• Change is a dream of the human heart. We’d all like to become someone new. It’s also a great promise of the gospel—that Jesus makes all things new. As 2024 begins, many are caught up in the dream of change. In a way, this is wonderful. There is common grace in a calendar that regularly presents us with opportunities to reconsider how we live. The flurry of resolutions made this time of year reminds us that we really do long to be made new.
  • But there’s also a dark side. We can waste the redemptive desire to be made new on resolutions that have no power to change us. And most new year’s resolutions are quickly dropped, then forgotten. So, here’s a much better idea: Make Gospel Habits not resolutions. Unlike resolutions, we actually become our habits. There are no changed lives outside of changed habits. And if we want to actually change, we need to take a sober look at where our habits are leading us.

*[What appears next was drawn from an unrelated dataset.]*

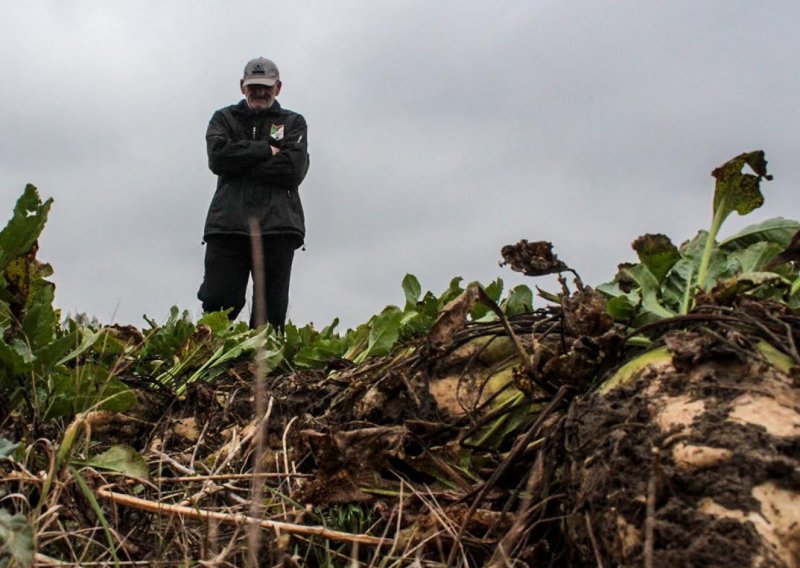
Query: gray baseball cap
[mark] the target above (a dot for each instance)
(260, 71)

  • For millennia, Christians have been committed to communal patterns of habit as a way to resist being formed in unhelpful cultural habits but embracing being formed in loving God and neighbour. These practices can be legalistic if you/we pursue habits to earn God’s love. But when you/we are so enamoured with the love of God that we try to order every bit of our lives accordingly—that’s responding to the beauty of our Saviour. Habits before love is legalism. But love before habits is the logic of grace.
  • (Online) media companies want you to have them as your habits, so they can sell your visits/posts/habits to advertisers. Christ wants you to resist unhelpful habits but instead be formed into his likeness by (the) gospel habits.
  • Some gospel habits that can help you include:
    1. Bible before phone— before you spend a substantial amount of time on social media/news/etc. in the morning: read some of the Bible. Let the first substantial thoughts of your day be God’s, not click bait or whatever is the latest disaster or celebrity scandal;
    2. Meal with other(s)— many people often eat alone. Who can you invite to your table for a meal? Food facilitates fellowship;
    3. Weekly conversation— Aim to have an hour of (non-shallow) conversation with at least one other person each week. Being deeply involved in each other’s lives requires time, openness and grace but can lead to giving and receiving deep gospel impact.
  • Your 2024 gospel habits can significantly help you to be more formed in Christ’s likeness. So, what will be your gospel habits this year?